As of April 2026, Gemini 3 Ultra offers the largest documented context window at up to 2 million tokens in extended mode. However, practical performance at maximum context length involves latency and cost trade-offs. Claude Opus 4.7 provides 200,000 tokens with reportedly strong retrieval accuracy throughout the full context. GPT-5 and DeepSeek V3 both support 128,000 tokens in their standard configurations. Organizations should test retrieval accuracy on their specific workloads rather than selecting based solely on maximum token limits.
How do GPT-5 and Claude Opus 4.7 compare for coding tasks?
On the SWE-bench Verified benchmark, Claude Opus 4.7 achieves higher pass rates than GPT-5 when extended thinking is enabled, with reported scores of 70–72% compared to 55–60% for GPT-5. Claude’s computer-use capabilities also provide advantages for agentic coding workflows that require interacting with development environments. However, benchmark performance depends heavily on scaffolding and prompt engineering. Both models support function calling for tool integration. GPT-5 may offer advantages for organizations already using Azure OpenAI Service or requiring specific fine-tuning capabilities through the OpenAI API.
Is DeepSeek V3 suitable for enterprise production deployments?
DeepSeek V3 offers compelling economics with per-token pricing substantially below Western competitors, making it attractive for cost-sensitive high-volume workloads. The open-weight release enables self-hosted deployments with full customization control. However, enterprise support infrastructure, documentation quality, and SLA guarantees are less mature than OpenAI, Anthropic, or Google offerings. Organizations in regulated industries should carefully evaluate data residency implications and compliance requirements.
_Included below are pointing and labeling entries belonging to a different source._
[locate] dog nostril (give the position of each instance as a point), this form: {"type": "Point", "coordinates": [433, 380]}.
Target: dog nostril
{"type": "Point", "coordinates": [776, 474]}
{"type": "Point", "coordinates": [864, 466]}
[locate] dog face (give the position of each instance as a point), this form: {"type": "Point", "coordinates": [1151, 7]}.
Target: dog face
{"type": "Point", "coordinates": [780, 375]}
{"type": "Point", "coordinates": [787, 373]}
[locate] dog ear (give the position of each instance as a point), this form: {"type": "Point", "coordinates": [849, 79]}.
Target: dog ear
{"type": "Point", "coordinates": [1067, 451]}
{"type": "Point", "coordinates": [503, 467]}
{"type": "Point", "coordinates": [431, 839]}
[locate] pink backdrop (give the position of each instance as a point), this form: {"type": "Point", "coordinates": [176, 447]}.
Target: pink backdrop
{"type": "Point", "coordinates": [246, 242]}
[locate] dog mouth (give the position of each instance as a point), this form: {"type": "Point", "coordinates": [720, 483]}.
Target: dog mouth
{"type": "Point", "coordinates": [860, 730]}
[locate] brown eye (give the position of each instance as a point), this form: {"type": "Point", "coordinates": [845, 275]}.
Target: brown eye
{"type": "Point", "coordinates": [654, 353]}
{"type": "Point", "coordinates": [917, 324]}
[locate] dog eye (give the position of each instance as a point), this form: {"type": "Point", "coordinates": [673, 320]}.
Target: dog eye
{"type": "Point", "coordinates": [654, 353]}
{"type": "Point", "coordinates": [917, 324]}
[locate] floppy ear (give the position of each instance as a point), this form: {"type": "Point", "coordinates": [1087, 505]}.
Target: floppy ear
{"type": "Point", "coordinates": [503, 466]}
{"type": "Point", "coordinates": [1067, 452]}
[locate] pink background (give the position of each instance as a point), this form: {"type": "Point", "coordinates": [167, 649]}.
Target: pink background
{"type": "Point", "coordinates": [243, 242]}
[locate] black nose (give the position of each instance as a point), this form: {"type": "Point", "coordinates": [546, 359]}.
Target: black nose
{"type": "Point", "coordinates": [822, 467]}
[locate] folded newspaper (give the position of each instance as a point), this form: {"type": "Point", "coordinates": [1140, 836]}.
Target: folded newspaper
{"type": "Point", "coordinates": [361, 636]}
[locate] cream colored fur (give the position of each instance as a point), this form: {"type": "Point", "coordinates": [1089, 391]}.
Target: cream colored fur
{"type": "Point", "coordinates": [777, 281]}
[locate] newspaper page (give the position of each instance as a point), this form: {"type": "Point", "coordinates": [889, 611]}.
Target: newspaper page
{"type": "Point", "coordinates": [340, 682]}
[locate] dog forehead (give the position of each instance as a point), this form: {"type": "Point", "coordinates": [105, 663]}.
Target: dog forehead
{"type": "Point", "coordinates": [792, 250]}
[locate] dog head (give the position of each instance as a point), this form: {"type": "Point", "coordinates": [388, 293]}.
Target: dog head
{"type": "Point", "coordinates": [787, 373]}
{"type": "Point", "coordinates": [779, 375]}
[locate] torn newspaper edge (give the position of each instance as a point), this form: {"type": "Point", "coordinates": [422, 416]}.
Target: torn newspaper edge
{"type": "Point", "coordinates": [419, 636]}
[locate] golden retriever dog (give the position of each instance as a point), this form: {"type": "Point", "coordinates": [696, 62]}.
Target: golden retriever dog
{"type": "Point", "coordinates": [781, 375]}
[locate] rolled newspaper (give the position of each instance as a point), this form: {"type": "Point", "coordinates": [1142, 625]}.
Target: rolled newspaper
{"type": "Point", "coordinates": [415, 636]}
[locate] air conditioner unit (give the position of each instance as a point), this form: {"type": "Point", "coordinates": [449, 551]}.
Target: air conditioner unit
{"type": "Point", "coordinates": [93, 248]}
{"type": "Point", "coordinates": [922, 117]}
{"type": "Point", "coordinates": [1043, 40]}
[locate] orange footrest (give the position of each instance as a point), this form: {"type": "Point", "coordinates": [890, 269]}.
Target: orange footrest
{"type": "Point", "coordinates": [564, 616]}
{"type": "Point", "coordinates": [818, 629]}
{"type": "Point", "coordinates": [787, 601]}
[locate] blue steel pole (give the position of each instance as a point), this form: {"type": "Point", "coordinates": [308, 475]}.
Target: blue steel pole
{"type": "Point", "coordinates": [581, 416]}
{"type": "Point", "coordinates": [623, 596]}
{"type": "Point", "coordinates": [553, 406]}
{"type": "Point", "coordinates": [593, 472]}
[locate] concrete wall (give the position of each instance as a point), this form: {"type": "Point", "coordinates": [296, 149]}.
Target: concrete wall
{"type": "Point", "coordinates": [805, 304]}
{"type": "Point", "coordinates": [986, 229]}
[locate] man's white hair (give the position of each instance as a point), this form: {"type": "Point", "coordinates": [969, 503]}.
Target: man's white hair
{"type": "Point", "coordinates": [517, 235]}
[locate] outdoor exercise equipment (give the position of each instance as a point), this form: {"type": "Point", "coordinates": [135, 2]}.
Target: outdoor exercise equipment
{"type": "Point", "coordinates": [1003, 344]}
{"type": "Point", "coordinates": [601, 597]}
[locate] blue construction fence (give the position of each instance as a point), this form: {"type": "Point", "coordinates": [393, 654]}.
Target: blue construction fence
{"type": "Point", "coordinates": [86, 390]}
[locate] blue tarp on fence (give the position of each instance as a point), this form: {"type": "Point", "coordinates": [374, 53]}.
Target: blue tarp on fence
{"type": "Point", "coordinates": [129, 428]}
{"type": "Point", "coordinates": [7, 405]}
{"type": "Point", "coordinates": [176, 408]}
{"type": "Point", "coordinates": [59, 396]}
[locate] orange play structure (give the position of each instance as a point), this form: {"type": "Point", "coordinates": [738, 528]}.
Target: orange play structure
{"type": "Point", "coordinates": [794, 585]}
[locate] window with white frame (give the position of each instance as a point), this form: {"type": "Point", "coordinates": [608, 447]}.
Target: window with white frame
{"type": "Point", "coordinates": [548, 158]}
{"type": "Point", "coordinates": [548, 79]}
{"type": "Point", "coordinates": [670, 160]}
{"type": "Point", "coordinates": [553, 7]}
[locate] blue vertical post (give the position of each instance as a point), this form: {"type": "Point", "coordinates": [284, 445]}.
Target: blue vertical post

DeepSeek V3 may be most appropriate for organizations with strong internal ML infrastructure teams capable of self-managing deployments.
Which model offers the best multimodal capabilities for video understanding?
Gemini 3 Ultra provides the most comprehensive native multimodal capabilities for video understanding as of April 2026. Unlike models that process video through frame extraction and separate vision encoders, Gemini 3 Ultra processes video natively within its unified multimodal architecture. This enables more coherent temporal reasoning across video content. GPT-5 supports video input but documentation suggests frame-based processing. Claude Opus 4.7 does not currently support video input, focusing instead on images and documents. For enterprise use cases involving video content analysis, meeting summarization, or media workflows, Gemini 3 Ultra presents the strongest current option.